I have been experimenting with running an x86_64 kernel with an i686 userland. The motivation for me was to be able to build both i686 and x86_64 packages on my primary system, because the access to the machine I have an x86_64 install on is becoming limited. I could have just reinstalled with x86_64, but I use wine regularly (I need MS Office for work, among other things) and I really dislike needing multilib or a chroot to run this in x86_64. Also, I did not want to do a reinstall on my primary production system (but other “risky” changes are fine…). Fedora had planned to ship an x86_64 kernel on 32-bit x86 with Fedora 11, but decided against it, so there is probably some issues with this setup.
The advantages I see of this setup are:
- The ability to use more than 4GB RAM without compiling (a reportedly slower) PAE kernel. However, individual processes will still have the 32bit memory limitation.

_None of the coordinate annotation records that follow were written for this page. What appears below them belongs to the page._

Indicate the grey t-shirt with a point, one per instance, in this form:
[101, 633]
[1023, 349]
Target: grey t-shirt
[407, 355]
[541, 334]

- Being able to create chroots for building both 32 and 64 bit packages.
- There is no need for ugly multilib packages for wine, skype or whatever 32bit only software you need.
The last one is the only real advantage over running pure x86_64. The disadvantages are:
- Not being able to automatically update the kernel and modules using the standard Arch repos.
- Some configure scripts use uname to figure out which architecture to build for. This is worked around by using linux32.
I work around the update issue by creating a local repo containing just the kernel and its firmware and having this automatically updated when I rsync my local package mirror. I suspect that the second issue is probably a factor in Fedora backing out this change as it would not be very user friendly (although I have no confirmation of this).
Actually achieving this setup is easy. Just download the x86_64 version of the kernel26-firmware, kernel26 and any additional drivers you need and then install them. Reboot and marvel as the output of “uname -m” says x86_64! It is now several days since I did this and I have noticed no issues, although I have not done any major package building in that time.
I had to make a couple of changes to get the Arch devtools to run correctly (using linux32 when appropriate within i686 build scripts, using /etc/makepkg64.conf and a separate package cache for x86_64), but the changes are very minor. One day I will look into patching these properly as it would probably be useful for people wanting to use these on a pure x86_64 system to build i686 packages.